603

Case No. 2,110.

The BUFFALO.

[1 Abb. Adm. 483.]1

District Court, S. D. New York.

Feb., 1849.

PRACTICE IN ADMIRALTY—REVIVAL OF SUIT BY ADMINISTRATRIX—COSTS.

1. Three causes brought, on the same facts, by different libellants, being at issue, it was stipulated that two should abide the decision of the third. Before the third was brought to hearing, the libellant died; and his adminstratrix continued the cause. A decree was rendered in favor of the claimants; but without costs, for the reason that the action was prosecuted by an administratrix.

2. Held, that in the other causes, the claimants were entitled to decrees dismissing the libels, with costs.

In admiralty. Three libels in rem were filed against the steamboat Buffalo, to recover damages sustained through a collision between that boat and the schooner Mary, resulting in the total loss of the latter, with her cargo.

One of these libels was filed by Hugh Crawford, owner of the schooner, to recover for her loss. The second was filed by Eli Kellum, master of the schooner, to recover for loss of freight, clothing, provisions, cabin furniture, &c. The third was filed by William and Anson Gray, to recover the value of a cargo of coal owned by them, and lost with the schooner. The libels were filed July 23, 1847; and separate answers were put in on the 16th of August following. On the 1st. of December thereafter, a stipulation was entered into between the proctors of the respective parties, by which it was agreed that the suit brought by Crawford, the owner of the schooner, should be first brought to trial; and that the decision of the other two causes should depend upon the event of that, except as to the amount of damages. Crawford died before the hearing in his cause; but the suit was continued by his administratrix, and brought to final hearing on pleadings, proofs, and arguments; and on January 2, 1849, a decree was rendered dismissing the libel without costs to either party. [Case No. 3365a.] In the opinion pronounced by the court, it was declared that the allegations of the libel, charging fault upon the steamboat, were disproved; but the court stated that in the exercise of its discretion as to costs, they would not be charged upon the libellant, the action being then prosecuted in the name of an administratrix. The claimants now moved for an order that they have leave to enter a decree for costs against the libellants in the other two causes. This was opposed, on the ground that under the stipulation of December 1, 1847, the same decree must be entered in each of the other writs as was entered in that of Crawford.

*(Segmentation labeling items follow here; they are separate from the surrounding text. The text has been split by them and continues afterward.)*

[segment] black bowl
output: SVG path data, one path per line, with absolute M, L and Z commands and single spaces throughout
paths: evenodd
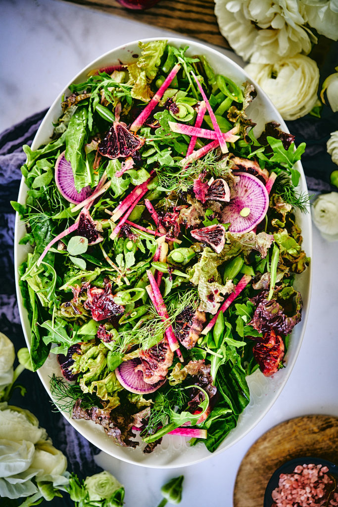
M 328 468 L 328 474 L 333 475 L 335 478 L 338 477 L 338 466 L 334 463 L 328 461 L 327 459 L 323 459 L 322 458 L 314 458 L 311 456 L 295 458 L 294 459 L 291 459 L 289 461 L 286 461 L 283 463 L 272 475 L 265 490 L 264 507 L 271 507 L 273 503 L 271 495 L 273 490 L 278 486 L 279 476 L 281 474 L 292 474 L 297 465 L 309 465 L 311 463 L 327 466 Z

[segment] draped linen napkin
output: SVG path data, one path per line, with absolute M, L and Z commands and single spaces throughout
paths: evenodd
M 18 198 L 20 167 L 26 159 L 22 145 L 30 146 L 46 112 L 47 110 L 36 113 L 0 134 L 0 331 L 10 338 L 16 350 L 24 347 L 25 343 L 15 293 L 13 255 L 15 214 L 10 201 L 16 201 Z M 337 129 L 337 115 L 333 115 L 329 108 L 324 108 L 323 113 L 324 117 L 322 119 L 308 115 L 288 123 L 289 129 L 296 136 L 296 145 L 303 141 L 307 142 L 302 163 L 310 193 L 336 190 L 330 185 L 329 180 L 330 174 L 337 168 L 327 153 L 326 144 L 330 132 Z M 37 375 L 25 371 L 20 381 L 27 388 L 27 393 L 22 397 L 16 392 L 12 404 L 27 408 L 37 416 L 54 445 L 67 456 L 68 469 L 80 477 L 99 472 L 100 469 L 94 460 L 99 450 L 82 437 L 60 414 L 53 412 L 51 401 Z M 53 504 L 72 505 L 67 496 L 62 500 L 55 498 Z

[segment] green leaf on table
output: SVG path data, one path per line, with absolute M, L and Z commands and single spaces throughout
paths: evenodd
M 87 251 L 88 240 L 82 236 L 73 236 L 69 239 L 67 250 L 71 256 L 81 255 Z

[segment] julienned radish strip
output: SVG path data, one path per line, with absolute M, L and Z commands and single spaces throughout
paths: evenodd
M 145 227 L 142 227 L 141 225 L 139 225 L 138 224 L 134 224 L 134 222 L 131 222 L 129 220 L 126 220 L 126 224 L 129 224 L 129 225 L 135 227 L 135 229 L 138 229 L 140 231 L 143 231 L 143 232 L 146 232 L 147 234 L 152 234 L 153 236 L 163 236 L 160 232 L 156 232 L 156 231 L 153 231 L 151 229 L 146 229 Z M 180 239 L 177 239 L 177 238 L 171 238 L 169 236 L 166 236 L 166 241 L 173 241 L 174 243 L 178 243 L 178 244 L 182 242 Z
M 151 174 L 152 173 L 151 173 Z M 125 211 L 127 211 L 129 206 L 132 204 L 135 199 L 137 199 L 139 195 L 142 194 L 143 196 L 148 191 L 147 186 L 150 183 L 152 177 L 151 176 L 151 177 L 148 178 L 146 182 L 144 182 L 143 183 L 141 183 L 140 185 L 137 185 L 137 187 L 135 187 L 130 193 L 126 197 L 125 197 L 123 201 L 121 201 L 111 213 L 111 220 L 112 222 L 116 222 L 117 220 L 118 220 L 120 216 L 122 216 Z
M 168 435 L 181 435 L 192 439 L 206 439 L 208 433 L 206 429 L 199 429 L 198 428 L 176 428 L 169 431 Z
M 198 113 L 197 114 L 197 118 L 196 118 L 196 121 L 195 123 L 195 126 L 197 128 L 199 128 L 202 125 L 203 118 L 204 118 L 204 115 L 205 114 L 205 112 L 207 110 L 207 106 L 204 100 L 202 100 L 200 104 L 200 108 L 198 110 Z M 171 123 L 170 122 L 170 123 Z M 171 128 L 171 127 L 170 127 Z M 189 143 L 189 146 L 188 146 L 188 149 L 186 151 L 186 156 L 188 155 L 191 155 L 194 150 L 195 149 L 195 145 L 196 144 L 196 141 L 197 140 L 197 136 L 193 135 L 191 139 L 190 139 L 190 142 Z
M 160 289 L 156 283 L 156 280 L 154 277 L 154 275 L 150 269 L 147 270 L 146 274 L 150 282 L 150 285 L 147 285 L 145 289 L 148 293 L 151 301 L 155 307 L 156 311 L 160 316 L 162 317 L 163 322 L 168 322 L 169 324 L 166 329 L 165 333 L 168 339 L 170 350 L 172 352 L 175 352 L 175 350 L 177 350 L 179 348 L 179 344 L 175 336 L 172 326 L 170 323 L 168 312 L 167 311 L 167 307 L 164 304 L 163 298 L 160 292 Z
M 148 211 L 151 214 L 151 216 L 154 221 L 155 223 L 155 225 L 158 229 L 160 232 L 162 233 L 162 234 L 165 234 L 167 231 L 164 228 L 162 224 L 160 223 L 160 220 L 159 219 L 159 215 L 157 214 L 157 211 L 154 208 L 154 206 L 150 202 L 148 199 L 144 199 L 144 204 L 145 204 L 145 207 L 147 208 Z
M 175 122 L 168 122 L 169 126 L 172 132 L 178 134 L 186 134 L 187 135 L 192 135 L 195 138 L 203 137 L 204 139 L 218 139 L 214 130 L 208 130 L 206 128 L 197 128 L 192 125 L 187 125 L 185 123 L 175 123 Z M 228 142 L 235 142 L 240 138 L 239 135 L 235 134 L 238 132 L 238 127 L 234 127 L 231 130 L 223 132 L 222 135 L 224 140 Z M 190 155 L 187 151 L 187 155 Z
M 76 231 L 78 227 L 79 227 L 79 221 L 76 222 L 75 224 L 73 224 L 72 225 L 71 225 L 70 227 L 68 227 L 68 229 L 66 229 L 65 231 L 63 231 L 63 232 L 60 232 L 60 234 L 58 234 L 58 236 L 57 236 L 55 238 L 53 238 L 52 241 L 49 242 L 49 243 L 46 247 L 46 248 L 44 250 L 43 252 L 42 252 L 39 258 L 37 259 L 36 266 L 39 267 L 40 265 L 43 261 L 43 259 L 44 259 L 44 257 L 46 255 L 46 254 L 50 248 L 51 246 L 52 246 L 53 245 L 54 245 L 54 243 L 56 243 L 57 241 L 58 241 L 60 239 L 62 239 L 62 238 L 64 238 L 65 237 L 65 236 L 67 236 L 68 234 L 70 234 L 71 232 L 73 232 L 74 231 Z
M 115 173 L 117 178 L 120 178 L 126 171 L 128 171 L 130 169 L 132 169 L 134 167 L 134 161 L 131 157 L 128 157 L 124 162 L 121 164 L 121 168 L 120 171 Z
M 242 277 L 236 286 L 235 292 L 230 294 L 229 298 L 227 298 L 216 315 L 214 316 L 213 318 L 211 319 L 208 325 L 206 325 L 203 330 L 201 334 L 207 335 L 209 332 L 212 329 L 220 312 L 223 312 L 224 313 L 226 310 L 229 308 L 233 301 L 241 294 L 243 289 L 245 288 L 251 279 L 251 277 L 250 275 L 244 275 Z
M 121 228 L 122 227 L 122 226 L 125 223 L 127 219 L 128 218 L 128 216 L 132 211 L 132 210 L 134 209 L 134 208 L 135 207 L 138 201 L 140 201 L 141 199 L 142 198 L 143 195 L 144 194 L 143 194 L 143 193 L 141 193 L 137 197 L 136 197 L 136 198 L 134 201 L 133 204 L 129 206 L 128 209 L 126 211 L 126 213 L 123 215 L 123 218 L 120 221 L 120 222 L 117 225 L 116 227 L 110 234 L 110 239 L 115 239 L 115 238 L 116 238 L 119 235 L 119 234 L 120 234 L 120 232 L 121 230 Z M 112 218 L 112 217 L 111 218 Z
M 219 126 L 218 125 L 218 124 L 217 122 L 217 120 L 216 119 L 215 114 L 214 112 L 212 111 L 212 108 L 211 107 L 211 106 L 210 105 L 209 102 L 209 100 L 207 98 L 207 96 L 204 93 L 204 91 L 202 87 L 201 83 L 200 83 L 200 82 L 199 81 L 198 79 L 195 75 L 194 73 L 193 73 L 193 76 L 195 78 L 195 81 L 197 83 L 197 86 L 198 86 L 199 90 L 201 92 L 201 93 L 202 94 L 202 96 L 203 97 L 203 100 L 204 100 L 206 104 L 207 109 L 208 110 L 208 112 L 209 113 L 209 114 L 210 115 L 210 119 L 212 123 L 212 126 L 214 129 L 215 129 L 215 132 L 216 132 L 216 134 L 217 135 L 217 139 L 219 142 L 219 146 L 220 146 L 220 149 L 222 150 L 222 153 L 228 153 L 228 147 L 227 146 L 227 143 L 226 142 L 224 138 L 223 137 L 223 135 L 221 132 L 220 131 L 220 129 L 219 128 Z
M 165 241 L 165 240 L 166 240 L 165 236 L 161 236 L 160 238 L 159 238 L 158 239 L 156 240 L 156 242 L 157 243 L 159 246 L 156 248 L 156 251 L 155 251 L 155 253 L 154 255 L 154 257 L 153 258 L 153 260 L 154 261 L 154 262 L 157 262 L 160 260 L 161 248 L 162 247 L 162 244 Z M 157 275 L 158 275 L 157 270 L 156 269 L 154 272 L 154 276 L 157 280 Z M 158 285 L 159 284 L 158 283 L 157 284 Z
M 275 183 L 275 180 L 277 177 L 277 175 L 275 172 L 272 172 L 269 177 L 269 179 L 267 182 L 267 184 L 265 186 L 266 189 L 268 193 L 270 195 L 271 192 L 271 189 L 272 186 Z
M 170 72 L 169 73 L 168 76 L 165 80 L 163 84 L 160 87 L 152 100 L 145 106 L 142 113 L 138 115 L 136 119 L 132 123 L 129 129 L 130 130 L 131 130 L 132 132 L 137 132 L 139 128 L 142 127 L 142 125 L 147 119 L 153 110 L 155 106 L 158 104 L 160 100 L 163 96 L 163 94 L 165 91 L 168 87 L 180 68 L 181 66 L 179 63 L 177 63 L 174 67 L 173 67 L 172 69 L 170 70 Z
M 182 159 L 180 161 L 180 164 L 181 165 L 184 166 L 186 164 L 190 164 L 191 162 L 194 162 L 194 160 L 198 160 L 202 157 L 204 157 L 204 155 L 208 153 L 211 150 L 214 150 L 215 148 L 217 148 L 219 146 L 219 143 L 218 139 L 211 141 L 208 144 L 203 146 L 199 150 L 197 150 L 195 152 L 193 152 L 191 155 L 186 157 L 185 158 Z
M 107 190 L 109 187 L 110 186 L 111 182 L 107 182 L 105 183 L 103 186 L 99 188 L 98 190 L 95 190 L 93 192 L 92 195 L 87 199 L 85 199 L 84 201 L 82 202 L 80 202 L 79 204 L 77 204 L 74 207 L 71 208 L 71 212 L 75 213 L 76 211 L 78 211 L 81 208 L 84 207 L 84 206 L 87 206 L 88 205 L 91 205 L 91 203 L 94 201 L 97 197 L 101 195 L 102 194 L 104 194 L 106 190 Z
M 168 243 L 166 243 L 165 241 L 163 242 L 160 246 L 160 258 L 159 259 L 160 262 L 165 262 L 166 261 L 168 250 L 169 246 Z M 158 287 L 159 287 L 161 285 L 163 276 L 163 273 L 162 271 L 158 271 L 156 273 L 156 283 L 157 283 Z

Albert Matthews, for the motion.

Edwin Burr, opposed.

BETTS, District Judge. As a general rule, costs in admiralty follow the event of the cause. The rule is only deviated from under equitable considerations presenting a reasonable ground for exempting the unsuccessful party from its operation. In the case before the court, the circumstance that the libellant acted in a representative capacity, and was not pursuing a personal interest, was regarded as raising an equity in her favor to be relieved from costs. In many instances the privilege of exemption from costs is secured to executors and administrators, and in chancery it is the usual course to discharge them of costs, when they act bona fide and upon fair color of right; although the court, in the exercise of its general jurisdiction, may impose costs on the estate represented.

Admiralty courts do not look beyond the actors in the cause; and as they cannot decree costs to be paid out of the estate in behalf of which an administrator sues, it may be at least questionable whether they can shape their process so as to reach the assets of such estate by a decree against the representative. These considerations might induce the court to withhold an award of costs against an administrator, when on the merits of the case the opposite party would be entitled to them. So in respect to these very parties; the merits of their respective cases may rest upon a common right, yet there be great diversity as to their title to costs. The conduct of the owner in discarding fair offers for settlement, or otherwise, might deprive him of his equity to costs in the case, when the decree was in his favor on the merits in litigation. I think, therefore, that the stipulation is not to be construed as relating to the costs of suit; but that “the decision of the cause,” by which the parties are bound to abide, is the determination of the contested questions involved in the issue. I therefore hold, that in the two causes now brought before the court, the claimants are entitled to have decrees entered, dismissing the libels, with costs to be taxed. Order accordingly.